Both Frederic Jameson and Jean Baudrillard have suggested that retro style is a symptom of postmodern nostalgia. Drawing on films such as American Graffiti, they both argue that although retro style references the past, history is a “lost referential.” According to Jameson, retro cultural products are indicative of “the transformation of reality into images,” of which one of the characteristics is pastiche (parody without a sense of humor), and “the fragmentation of time into a series of perpetual presents,” which he considers evokes a condition similar to schizophrenia. The schizophrenic self has a vivid and material experience of the present, but is lacking capacity to “retain its own past” and has thus lost a cohesive identity (Jameson 1985, 119). Jameson considers this, and the retro styles that are its symptom, to be negative and calls for a return to the ideals of modernism. The arguments of both Jameson and Baudrillard consider retro only as reproduction (as pastiche and simulacrum). However, other theorists such as Angela McRobbie have made this discussion more complex by exploring a wider range of examples of retro style.

In Zoot Suits and Second Hand Dresses: An Anthology of Music and Fashion, Angela McRobbie argues that it is “unwise to place retro style unproblematically within the cultural terrain marked out by Jameson” as retro should be seen in the context of postwar youth subcultures (1989, 48). She uses the examples of teddy boy jackets, the Laura Ashley “tea dress,” Peter Blake's sleeve for the Beatles' Sgt. Pepper's album, and punk do-it-yourself (DIY) fashion, to argue that the production and consumption of retro style should be seen as innovative rather than nostalgic. Unlike Jameson, McRobbie argues that schizophrenic or fragmented subjectivity can be positive. She suggests that retro style viewed in relation to postwar subcultures is potentially subversive, as it allows young women and working-class youth to participate in the fashion scene.
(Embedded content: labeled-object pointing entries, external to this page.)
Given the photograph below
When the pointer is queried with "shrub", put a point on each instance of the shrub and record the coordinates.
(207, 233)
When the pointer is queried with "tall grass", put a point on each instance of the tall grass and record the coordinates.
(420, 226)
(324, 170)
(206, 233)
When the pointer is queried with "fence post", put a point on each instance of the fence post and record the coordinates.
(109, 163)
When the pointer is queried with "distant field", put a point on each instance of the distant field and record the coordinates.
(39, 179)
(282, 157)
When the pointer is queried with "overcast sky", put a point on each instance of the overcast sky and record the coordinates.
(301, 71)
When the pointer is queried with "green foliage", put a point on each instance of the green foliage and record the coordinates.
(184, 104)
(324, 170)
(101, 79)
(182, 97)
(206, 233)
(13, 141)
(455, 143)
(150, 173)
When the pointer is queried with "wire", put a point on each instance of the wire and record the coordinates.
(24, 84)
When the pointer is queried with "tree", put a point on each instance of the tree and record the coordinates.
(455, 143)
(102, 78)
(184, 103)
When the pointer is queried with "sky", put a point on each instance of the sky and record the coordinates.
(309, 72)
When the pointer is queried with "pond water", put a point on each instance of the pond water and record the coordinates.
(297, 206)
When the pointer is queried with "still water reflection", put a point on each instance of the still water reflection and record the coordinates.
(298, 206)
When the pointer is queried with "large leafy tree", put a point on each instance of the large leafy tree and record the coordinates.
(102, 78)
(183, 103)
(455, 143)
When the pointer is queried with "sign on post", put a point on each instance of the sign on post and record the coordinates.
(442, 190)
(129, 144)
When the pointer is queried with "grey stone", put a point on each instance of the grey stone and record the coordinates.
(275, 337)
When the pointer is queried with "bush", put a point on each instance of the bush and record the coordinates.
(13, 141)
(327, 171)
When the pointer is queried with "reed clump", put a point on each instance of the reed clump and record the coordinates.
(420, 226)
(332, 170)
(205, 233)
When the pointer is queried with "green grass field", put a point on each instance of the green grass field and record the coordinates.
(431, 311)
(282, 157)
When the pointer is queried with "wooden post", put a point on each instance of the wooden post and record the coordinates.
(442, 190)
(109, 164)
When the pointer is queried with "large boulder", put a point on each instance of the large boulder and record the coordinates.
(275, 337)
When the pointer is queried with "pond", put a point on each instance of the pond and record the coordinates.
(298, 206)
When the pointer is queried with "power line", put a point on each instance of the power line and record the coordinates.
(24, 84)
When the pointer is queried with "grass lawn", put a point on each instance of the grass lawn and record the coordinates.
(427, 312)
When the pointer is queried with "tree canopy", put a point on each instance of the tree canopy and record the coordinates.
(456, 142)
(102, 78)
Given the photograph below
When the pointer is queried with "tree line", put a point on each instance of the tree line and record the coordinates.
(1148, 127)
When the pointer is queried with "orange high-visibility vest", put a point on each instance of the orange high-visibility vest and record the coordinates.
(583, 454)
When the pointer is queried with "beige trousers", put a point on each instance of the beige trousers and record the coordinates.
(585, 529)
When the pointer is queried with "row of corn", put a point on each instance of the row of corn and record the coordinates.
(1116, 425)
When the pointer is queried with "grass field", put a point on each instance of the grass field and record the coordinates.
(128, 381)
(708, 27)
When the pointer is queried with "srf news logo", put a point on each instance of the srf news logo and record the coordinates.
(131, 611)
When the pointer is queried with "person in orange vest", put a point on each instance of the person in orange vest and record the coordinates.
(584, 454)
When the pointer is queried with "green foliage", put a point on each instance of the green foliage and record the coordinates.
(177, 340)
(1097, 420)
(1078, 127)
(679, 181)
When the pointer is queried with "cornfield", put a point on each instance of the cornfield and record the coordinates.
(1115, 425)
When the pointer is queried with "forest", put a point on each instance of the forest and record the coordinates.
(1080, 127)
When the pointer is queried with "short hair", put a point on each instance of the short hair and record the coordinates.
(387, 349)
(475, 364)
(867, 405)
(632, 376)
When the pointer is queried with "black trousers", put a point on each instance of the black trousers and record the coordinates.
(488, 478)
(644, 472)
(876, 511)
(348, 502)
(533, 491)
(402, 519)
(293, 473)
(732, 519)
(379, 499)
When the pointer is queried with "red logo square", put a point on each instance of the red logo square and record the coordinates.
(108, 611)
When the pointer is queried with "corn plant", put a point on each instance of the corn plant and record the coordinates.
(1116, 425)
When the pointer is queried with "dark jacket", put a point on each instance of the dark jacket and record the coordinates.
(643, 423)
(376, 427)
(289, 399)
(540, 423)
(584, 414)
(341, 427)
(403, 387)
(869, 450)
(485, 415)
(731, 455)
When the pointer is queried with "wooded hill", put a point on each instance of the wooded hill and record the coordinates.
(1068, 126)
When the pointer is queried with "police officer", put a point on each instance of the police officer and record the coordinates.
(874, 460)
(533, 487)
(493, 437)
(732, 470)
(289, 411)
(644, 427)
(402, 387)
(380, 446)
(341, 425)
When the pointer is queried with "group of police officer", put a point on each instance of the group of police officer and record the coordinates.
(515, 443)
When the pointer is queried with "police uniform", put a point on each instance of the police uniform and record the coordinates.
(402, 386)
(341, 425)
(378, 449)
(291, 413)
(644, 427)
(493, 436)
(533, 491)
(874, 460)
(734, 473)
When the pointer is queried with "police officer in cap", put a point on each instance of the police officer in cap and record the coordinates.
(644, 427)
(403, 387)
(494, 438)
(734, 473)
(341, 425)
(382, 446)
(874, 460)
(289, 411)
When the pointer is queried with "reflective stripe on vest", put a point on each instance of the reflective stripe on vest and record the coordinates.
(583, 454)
This is made possible by the availability of inexpensive retro clothing at jumble, or rummage, sales and from mainstream retailers and is illustrated by the new unofficial job market that the rediscovery of old items and their imaginative recreation can create. These arguments are partly an outcome of McRobbie's emphasis on the consumption and production of retro style as well as the qualities of cultural products themselves.